Governments meeting in Bangkok at the UN Climate Change talks must recognize that managing nature better helps people adapt to climate change and can actually reduce greenhouse gas emissions, according to IUCN.
“Nature can offer solutions that are available to the rural poor in particular that are cost-effective and sustainable,” says IUCN’s Climate Change Coordinator, Ninni Ikkala. “The potential of forests in reducing emissions is well-known, while for example well-managed mangroves can reduce flood impacts in low-lying coastal areas.”
IUCN is calling on participants at the UN meeting to include ecosystem-based adaptation to climate change in the post-2012 adaptation framework, which should be finalized at the key UN Climate Change Summit in Copenhagen this December.
“Managing and conserving nature can increase resilience and reduce the vulnerability of people to the impacts of climate change,” says IUCN’s Head of Ecosystem Management Programme, Neville Ash. “Governments should promote the inclusion of ecosystem-based adaptation in the Copenhagen agreement.”
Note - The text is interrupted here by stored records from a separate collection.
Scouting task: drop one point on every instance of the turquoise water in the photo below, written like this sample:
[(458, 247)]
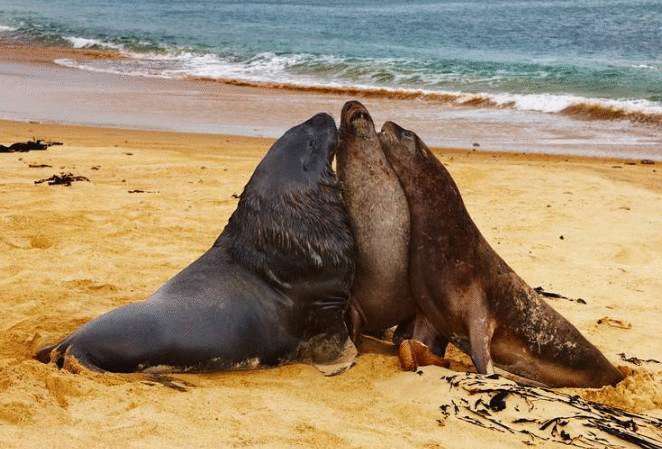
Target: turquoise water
[(541, 55)]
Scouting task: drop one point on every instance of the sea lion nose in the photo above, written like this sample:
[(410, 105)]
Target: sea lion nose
[(391, 131), (353, 110), (322, 120)]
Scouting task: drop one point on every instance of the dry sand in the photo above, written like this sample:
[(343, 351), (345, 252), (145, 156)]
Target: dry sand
[(68, 254)]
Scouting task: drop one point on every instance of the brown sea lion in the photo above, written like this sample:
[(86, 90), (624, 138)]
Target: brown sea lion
[(379, 218), (470, 295)]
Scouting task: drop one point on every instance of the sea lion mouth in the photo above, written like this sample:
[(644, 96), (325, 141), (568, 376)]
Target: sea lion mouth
[(390, 133), (356, 120)]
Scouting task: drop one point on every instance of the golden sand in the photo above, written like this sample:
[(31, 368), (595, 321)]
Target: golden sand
[(68, 254)]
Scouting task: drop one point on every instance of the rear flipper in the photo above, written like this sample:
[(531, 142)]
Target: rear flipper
[(67, 358), (344, 360), (481, 330), (419, 328)]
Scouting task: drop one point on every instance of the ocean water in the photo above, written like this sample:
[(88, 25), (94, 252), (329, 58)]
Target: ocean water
[(597, 58)]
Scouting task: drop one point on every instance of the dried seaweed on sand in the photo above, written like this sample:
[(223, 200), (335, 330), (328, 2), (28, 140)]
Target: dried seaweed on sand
[(504, 406)]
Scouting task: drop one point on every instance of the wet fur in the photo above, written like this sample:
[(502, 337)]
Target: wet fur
[(379, 217), (273, 288), (470, 295)]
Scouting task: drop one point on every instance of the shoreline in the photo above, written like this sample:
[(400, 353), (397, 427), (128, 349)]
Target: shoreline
[(205, 106), (157, 200)]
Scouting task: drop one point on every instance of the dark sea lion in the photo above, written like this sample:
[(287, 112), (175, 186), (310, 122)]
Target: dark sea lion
[(379, 218), (470, 295), (272, 289)]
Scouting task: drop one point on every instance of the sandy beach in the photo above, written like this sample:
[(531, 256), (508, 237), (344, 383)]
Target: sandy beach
[(37, 88), (586, 228)]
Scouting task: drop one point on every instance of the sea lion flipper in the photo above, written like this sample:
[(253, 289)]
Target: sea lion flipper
[(342, 363), (481, 330)]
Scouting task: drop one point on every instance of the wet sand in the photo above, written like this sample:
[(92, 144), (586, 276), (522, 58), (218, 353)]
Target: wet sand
[(34, 88), (68, 254)]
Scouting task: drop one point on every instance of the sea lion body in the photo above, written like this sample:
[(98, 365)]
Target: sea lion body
[(272, 289), (470, 295), (379, 218)]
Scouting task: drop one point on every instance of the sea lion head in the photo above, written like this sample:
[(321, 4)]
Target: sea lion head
[(355, 121), (300, 159), (402, 146), (291, 222)]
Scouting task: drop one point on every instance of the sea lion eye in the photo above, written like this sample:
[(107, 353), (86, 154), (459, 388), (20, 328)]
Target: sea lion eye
[(407, 134)]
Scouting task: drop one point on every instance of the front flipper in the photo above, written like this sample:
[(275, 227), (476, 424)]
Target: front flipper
[(330, 348), (413, 353), (342, 363)]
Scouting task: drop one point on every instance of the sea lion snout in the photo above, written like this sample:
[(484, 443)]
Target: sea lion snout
[(355, 119), (399, 145)]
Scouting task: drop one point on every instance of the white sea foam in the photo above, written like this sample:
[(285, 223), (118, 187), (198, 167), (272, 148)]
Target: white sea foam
[(273, 68), (83, 42)]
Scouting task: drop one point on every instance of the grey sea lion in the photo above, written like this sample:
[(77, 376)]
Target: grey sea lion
[(379, 219), (470, 295), (272, 289)]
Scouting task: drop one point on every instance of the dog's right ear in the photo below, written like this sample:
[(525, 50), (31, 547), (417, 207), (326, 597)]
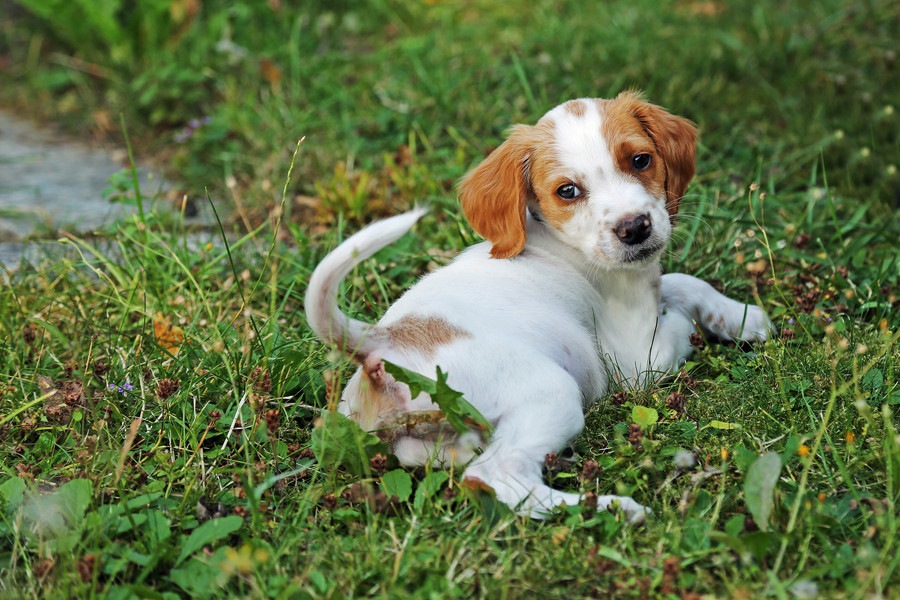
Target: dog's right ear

Reducing Emissions from Deforestation and forest Degradation (REDD) can be an immediate solution to reducing harmful emissions, and can also provide benefits to local people and biodiversity. IUCN is calling for an equitable and sustainable REDD mechanism to form part of the Copenhagen deal.
“We know how to use REDD, we don’t have to wait for the development of low carbon technologies,” says IUCN’s Director of Environment and Development, Stewart Maginnis. “New science shows it’s more urgent than ever to act now; we can’t wait to start reducing greenhouse gas emissions.”